The company released full-year results on Wednesday showing pre-tax profits jumping from £58.7 million to £143.7 million in the year to June 30.
That was despite an exceptional charge of £45 million due to additional costs taken on after one of its joint venture partners Carillion went bust in January, as well as poor weather conditions.
However, it was nearly half the exceptional charge logged in 2017, when it took an £88.9 million hit on two major joint venture infrastructure projects, both of which were contracted on fixed-price terms, in 2011 and 2014.
The bulk of the charges last year related to the Queensferry Crossing bridge contract in Scotland and the construction of the Aberdeen Western Peripheral Route (AWPR).
Revenue – including from its share in joint ventures – for the full year was up 11% at £3.1 billion.
Galliford Try shares were up 5% in morning trading.
Chief executive Peter Truscott said: “We have delivered a very strong underlying performance during the year, driven by excellent progress towards our strategic objectives across all three businesses.”

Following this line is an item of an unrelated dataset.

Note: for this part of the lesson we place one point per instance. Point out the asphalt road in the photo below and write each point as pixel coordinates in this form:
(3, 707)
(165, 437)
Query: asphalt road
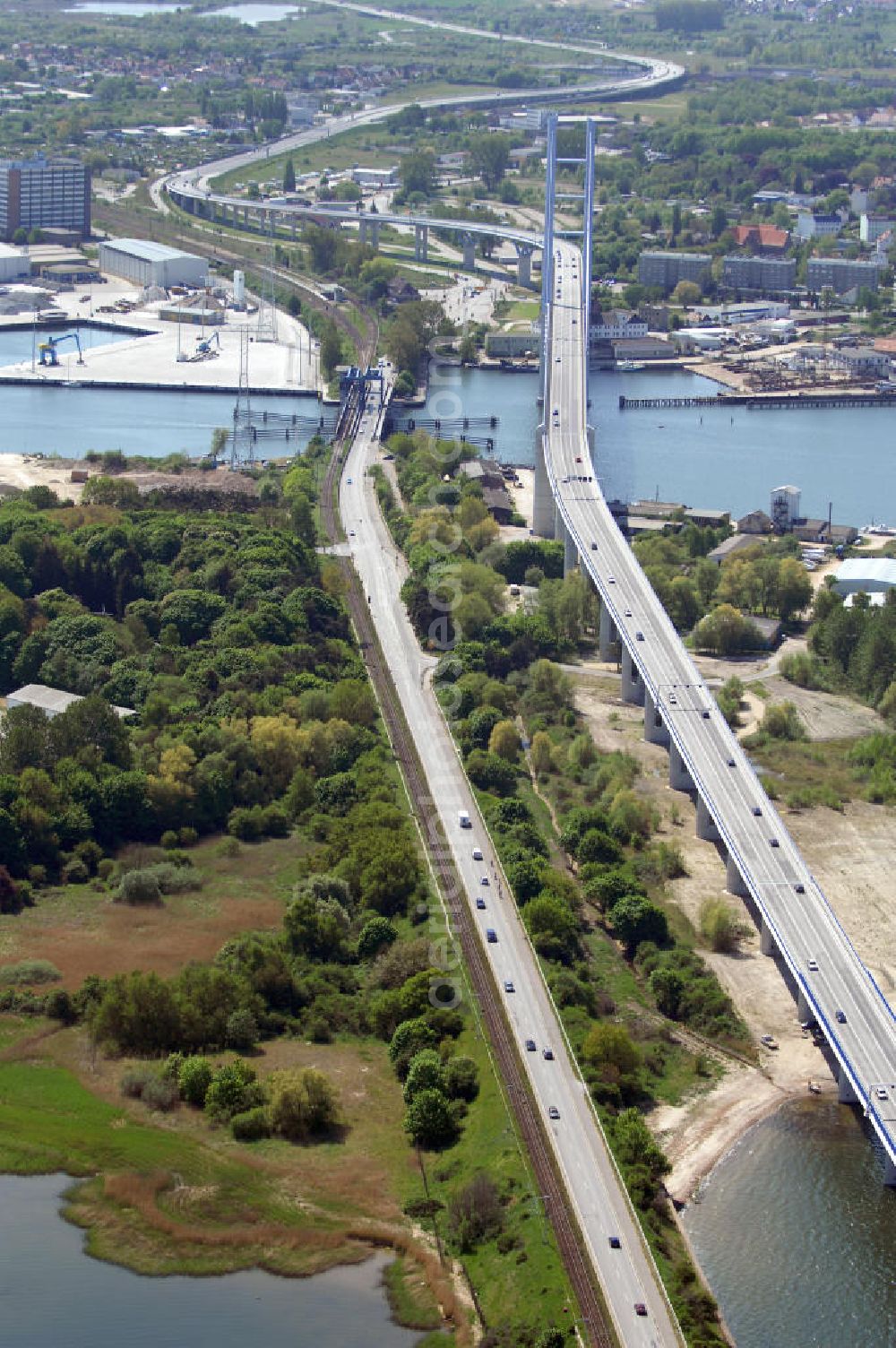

He cheered the performance of Galliford Try’s Linden Homes division, which “continued to prioritise margin growth, benefiting from further standardisation and the robust control of overheads”.
“This resulted in increased profitability in a year with modest house price inflation.
“Volumes also grew reflecting the strength of our product offering and with the sector supported by Help to Buy, good mortgage availability and the cut in stamp duty for first-time buyers.”
Mr Truscott added that the land market continues to be favourable, allowing the company to buy land at “robust margins, in the right locations for our new standardised product”.
Its Partnerships & Regenerations business – which focuses on projects like affording housing – also performed well thanks to its new operations in Southampton, Bristol and East Midlands.
“The underlying construction business performed well and continues to see a pipeline of suitable opportunities, with new projects delivering improved margins.
“We have made good progress towards completion of the AWPR contract, with significant sections of the road open to traffic and the final section expected to be open by late autumn 2018.”
Galliford Try said recent performance has left the board confident on the group’s prospects for the forthcoming year.